When I get a YML file containing Japanese characters from github using Autofetch, the characters are garbled. The YML file is in UTF-8 character code. Even if the file does not contain Japanese, characters with diacritical marks are garbled.
In addition to garbled characters, line breaks are also lost.
How is the character encoding handled when using Autofetch?
I can probably use runCommand to do the same thing as with Autofetch, so there is no practical problem. But it would be easier to use Autofetch if it is possible to get the file in UTF-8 format.
This is internal and not publicly documented. Thank you for offering up a test file—I can confirm I see the same effect.
I see two other oddities:
If $AutoFetch is true I believe $ReadOnly should automatically be set to true. It isn’t. I’m not sure if this is a change or glitch.

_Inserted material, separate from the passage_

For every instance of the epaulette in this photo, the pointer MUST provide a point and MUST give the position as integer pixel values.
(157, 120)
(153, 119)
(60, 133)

The fetched text is being inserted in a font not recognised by the OS Fonts palette. Doing a rich copy/paste to a default TextEdit document I get the font reported as ‘Times’ [sic] 12 pt. however, my system lists no such font and it appears to not be Times New Roman.
If I set $Text to use a monospace font, the AutoFetch still over-rides that.
Experimenting downloading other data formats e.g. .txt, .xml, .html I get differing results. HTML is imported using the the inline HTML & CSS styling (external CSS files are not honoured). An RSS XML feed results in the code shows in ‘code’ monospace front despite this not being the receiving note’s $TextFont.
It would appear that AutoFetch either doesn’t understand (or forgot how to) treat ‘.txt’—and unknown types such as YAML—and uses some default likely dredged from the underlying framework. Why valid UTF-8 non-roman characters are being mis-encoded, I’ve no idea.
I think this is one for @eastgate as it is ‘under the hood’ of the app where we fellow users here can’t see.
If I copy paste the autofetched $Text in Tinderbox, and paste to BBEdit, it also reports as UTF* text with LF line ends. I’m not sure where the HTML , that you show above, comes in.
If I recall, autofetch was originally added to do things like recover web pages or RSS feeds so perhaps no wonder Tinderbox understands them better.
I also downloaded it with curl and checked it with vscode and it was the same (UTF8 with LF line ends).
The screenshot is from the YML file link displayed in the Web Inspector.
(I’m sorry if I am not understanding what you wrote correctly.)
No, we’re on the same page . Clever modern web browsers have ‘HTML-ised’ the render of the YML content, given a false tell back implying HTML tags in the source content. As you note the ‘real’ content is plain UTF-8 text with no HTML tags. However, this does usefully show how sometimes, when investigating, it can be hard to have a clear sight of the real source format.
Anyway, Eastgate now know of the problem, so we don’t need to report further
The next backstage release corrects the handling of text encoding and whitespace when autofetching files that are note HTML documents. It will be available backstage shortly.
Question: the code for Autofetch has a special case for downloading files with the extension .xml . Does anyone recall the purpose for this special case?